The Maine Mall and Burlington Square Mall host the Going to the Movies exhibition, along with more than 20 talks by film scholars-and film with an orchestra conducted by Gillian Anderson. 1100 people attend a screening of Charlie Chaplin’s The Circus at the Flynn Theatre in Burlington, Vermont. Going to the Movies PDF.


1995

The Collections Guide is published with information on 200 collections. Rick Prelinger screens films, one of many archivists and filmmakers speaking and/or lending prints and videotapes. Arts consultant Bruce Hazard studies and submits recommendations on organizational management.

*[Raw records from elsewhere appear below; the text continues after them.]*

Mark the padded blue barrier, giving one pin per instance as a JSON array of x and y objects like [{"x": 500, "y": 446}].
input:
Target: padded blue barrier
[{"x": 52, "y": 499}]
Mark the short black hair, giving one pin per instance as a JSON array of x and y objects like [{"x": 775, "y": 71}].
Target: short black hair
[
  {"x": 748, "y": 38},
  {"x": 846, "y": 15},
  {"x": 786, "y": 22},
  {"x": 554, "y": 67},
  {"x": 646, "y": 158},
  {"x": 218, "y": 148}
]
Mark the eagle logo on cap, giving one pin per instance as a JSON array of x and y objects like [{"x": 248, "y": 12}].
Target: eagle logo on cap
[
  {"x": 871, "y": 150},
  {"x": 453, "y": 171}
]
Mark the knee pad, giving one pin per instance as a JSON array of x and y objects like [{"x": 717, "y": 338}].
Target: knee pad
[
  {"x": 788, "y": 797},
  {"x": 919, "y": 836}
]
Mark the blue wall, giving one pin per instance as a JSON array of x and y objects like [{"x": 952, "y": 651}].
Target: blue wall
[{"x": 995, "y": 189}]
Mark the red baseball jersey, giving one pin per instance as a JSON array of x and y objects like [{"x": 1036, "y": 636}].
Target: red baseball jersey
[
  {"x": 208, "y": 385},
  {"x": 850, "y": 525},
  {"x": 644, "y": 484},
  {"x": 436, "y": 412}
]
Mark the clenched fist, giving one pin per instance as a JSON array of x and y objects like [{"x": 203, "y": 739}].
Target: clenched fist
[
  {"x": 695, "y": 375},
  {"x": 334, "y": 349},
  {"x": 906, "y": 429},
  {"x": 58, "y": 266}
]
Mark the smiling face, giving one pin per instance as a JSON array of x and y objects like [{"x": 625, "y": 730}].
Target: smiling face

Interior of the Alamo, 1993. Photo by Alan McClelland


1994

Going to the Movies, the social history of moviegoing project, receives a grant of $185,000 from the National Endowment for the Humanities to create an interpretive history exhibition based on original research and to offer lectures and screenings.


1993

The Kellogg and the Davis Family Foundations make grants to help renovate the Alamo Theatre. Construction starts in the mud basement. National Video Resources funds a project to expand video distribution.


1992

The Alamo Theatre building is offered in a bank foreclosure auction. NHF members and friends pledge enough to bid and buy the building for $37,500.  The gutted space becomes home to the archives and quickly opens to the public with a 16mm film screening series and potluck suppers.


1991

Videotape distribution takes off with the first “catalog” in Moving Image Review, 14 titles. Video Loan Service, a free video loan service, also starts with 31 titles. (In 2000 there will be more than 300.)


1990

Grant support increases with funding from the Maine Humanities Council for Going to the Movies: A Social History of Motion Pictures in Maine Communities. A National Alliance of Media Arts Centers-funded study helps management planning.


1989

The Board votes to create a membership program emphasizing connections and affordability. Staff members participate in conferences, discussing amateur footage and becoming leaders in this field. University of Maine management study helps develop a plan for NHF’s future.

MIR 1988


1988

Cooperative work with other archives results in restoration of the 1921 The Seventh Day with the Museum of Modern Art, and repatriation of the 1909 A Sailor’s Sacrifice from England. The first Moving Image Review is published.


1987

Television newsfilm is a focus with the Bangor Historical Society/WABI Collection of 16mm film. The archives convenes an advisory group, and launches an educational pilot project.


1986

Visits to film archives around the country encourage the creation of a regional archives. Northeast Historic Film is incorporated in Maine; the Board meets for the first time with just three members: historian David C. Smith, film archivist Pam Wintle, and David Weiss.


1985

Karan Sheldon and David Weiss work for the University of Maine on the preservation and tour of From Stump to Ship: A 1930 Logging Film. The experience reveals the need to find, preserve, and make accessible deteriorating, neglected film.